WASHINGTON – At long last, the notoriously tight-lipped Drug Enforcement Administration confirmed it is reviewing a recommendation that cannabis be moved from Schedule I to Schedule III under the Controlled Substances Act.
And the agency indicated it may be getting a bit testy with federal legislators over what DEA appears to view as congressional overreach.
In a letter sent October 27, a bipartisan group of thirty-one congress members led by Reps. Earl Bluemenauer (D-OR) and David Joyce (R-OH) urged the DEA to completely deschedule the plant. The signatories cited potential economic benefits from descheduling and opined merely moving the plant to a less-restrictive category would not sufficiently address criminal-justice issues or the federal-state policy gap. The letter also reminded the agency several reform bills are pending in Congress, some of which propose descheduling.
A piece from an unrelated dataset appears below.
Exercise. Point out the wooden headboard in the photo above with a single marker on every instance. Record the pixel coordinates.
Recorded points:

“The decision to schedule marijuana was rooted in stigma rather than an evidence-based process…,” the two-page missive stated. “Marijuana’s continued inappropriate scheduling is both arcane and out-of-touch with the will of the American people. We look forward to your response and the Drug Enforcement Administration working transparently and proactively with Congress to adopt this crucial step.”
Michael Miller, acting chief for DEA’s Office of Congressional Affairs responded December 19 in a polite-but-terse memo that came to light in early January (because the House adjourned for the holidays on December 14).
“DEA has the final authority to schedule, reschedule, or deschedule a drug under the Controlled Substances Act…,” he stated in the letter. “DEA is now conducting its review.”
Miller offered no hints about how long the process might take.